6.       What are some disclaimers or boundaries that L&G offer re: the standards and steps to meet them (pp. 328-331)?

·        Who is the determiner of trustworthiness? (The audience? The participants? Others?)

·        How should we conceptualize the meeting of trustworthiness criteria? That is, can we say, simply that a study “does” or “doesn’t” meet the standards? At which point can we determine that a given study is “trustworthy”? [P.S. Based on our other readings, must naturalists still be as defensive about their position as L&G propose in 1985?]

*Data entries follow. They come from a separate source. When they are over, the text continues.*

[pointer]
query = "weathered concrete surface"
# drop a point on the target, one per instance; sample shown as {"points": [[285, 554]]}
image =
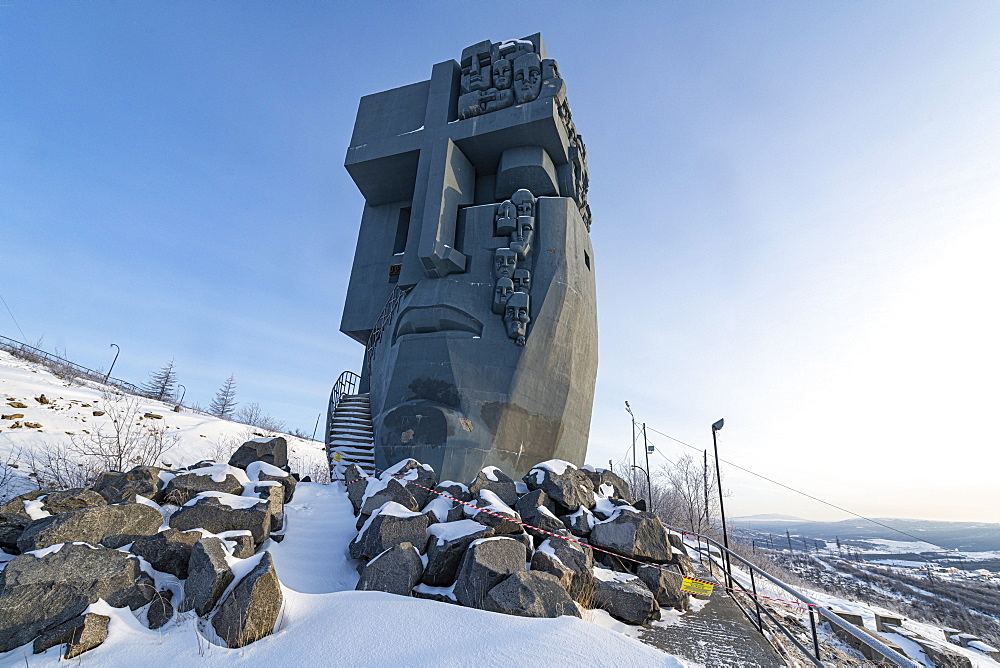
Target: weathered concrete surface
{"points": [[718, 634], [457, 380]]}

·        How, exactly, is the meeting of the trustworthiness criteria to be “operationalized

·        At what stage of your inquiry do the criteria become relevant? In other words, is “worth” something that occurs in the conceptualization of a project, in the data collection and analysis, or in the write-up?

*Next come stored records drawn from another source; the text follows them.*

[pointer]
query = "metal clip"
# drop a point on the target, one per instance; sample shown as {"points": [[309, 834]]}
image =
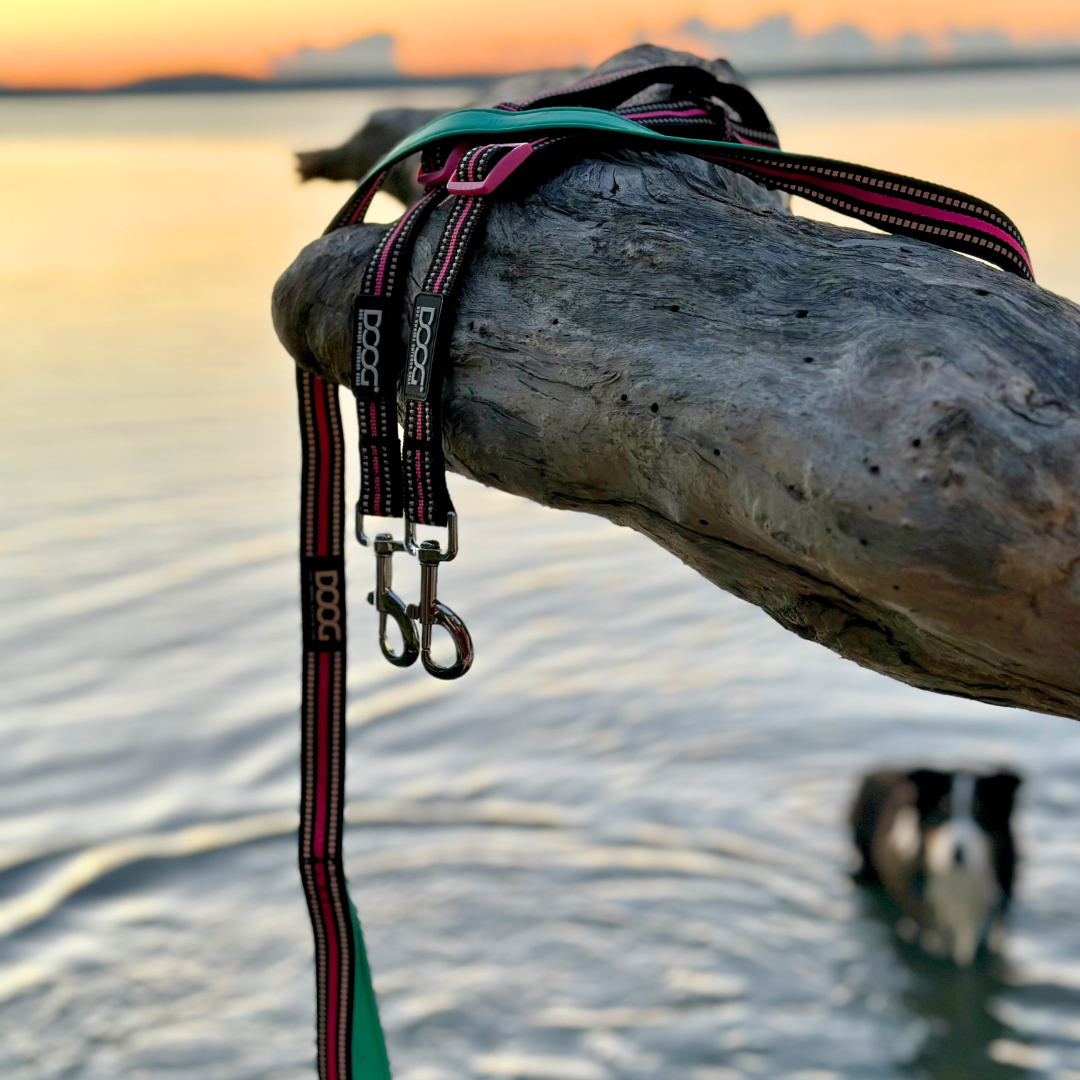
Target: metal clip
{"points": [[388, 603], [431, 611]]}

·        To what degree should we formalize or reify these standards and steps?

 

7.       To what degree will L&G’s standards and steps be appropriate to your project? [Note: Part of this will depend upon the degree to which you subscribe to their underlying assumptions about the world, see Q. 3 above]

 


 

A Case Study of Worth--COM 473—Baldwin

 

The Situation:  You work for Human Resources for a Chrysalis, Inc.—a large tractor manufacturing company in Peoria that is undergoing rapid transition. The company is trying to rework organizational structures and organizational climate in hopes to modify processes towards current organizational theories of “excellence,” including participative management, management by objectives and so on. However, they do not know if (a) the current corporate structure, which has up until now been very “top-down” and “scientific” in approach will support this, and (b) how the measured steps they have taken so far are being received. They suspect that a closed-ended survey to assess attitudes will simply not give them the detail that they need, but really do not know much about qualitative research and are a bit suspicious of its rigor.

 

Your assignment: You want to conduct an interview study of employees to learn more about their perceptions on the two points above. The key question for this exercise: What steps will you take to make sure that your final study is “rigorous” and meets acceptable standards for qualitative research?

 

Of course, you will want to consider your audience. Since they come from a primarily quantitative and scientific management background, you will need to address the criteria of your project in a way that they will understand. But since Lincoln and Guba are “naturalists,” you may find that not all of their solutions pertain to your study!

 

A Case Study of Worth--COM 473—Baldwin

 

The Situation:  You work for Human Resources for a Chrysalis, Inc.—a large tractor manufacturing company in Peoria that is undergoing rapid transition. The company is trying to rework organizational structures and organizational climate in hopes to modify processes towards current organizational theories of “excellence,” including participative management, management by objectives and so on. However, they do not know if (a) the current corporate structure, which has up until now been very “top-down” and “scientific” in approach will support this, and (b) how the measured steps they have taken so far are being received. They suspect that a closed-ended survey to assess attitudes will simply not give them the detail that they need, but really do not know much about qualitative research and are a bit suspicious of its rigor.

 

Your assignment: You want to conduct an interview study of employees to learn more about their perceptions on the two points above. The key question for this exercise: What steps will you take to make sure that your final study is “rigorous” and meets acceptable standards for qualitative research?

 

Of course, you will want to consider your audience. Since they come from a primarily quantitative and scientific management background, you will need to address the criteria of your project in a way that they will understand. But since Lincoln and Guba are “naturalists,” you may find that not all of their solutions pertain to your study!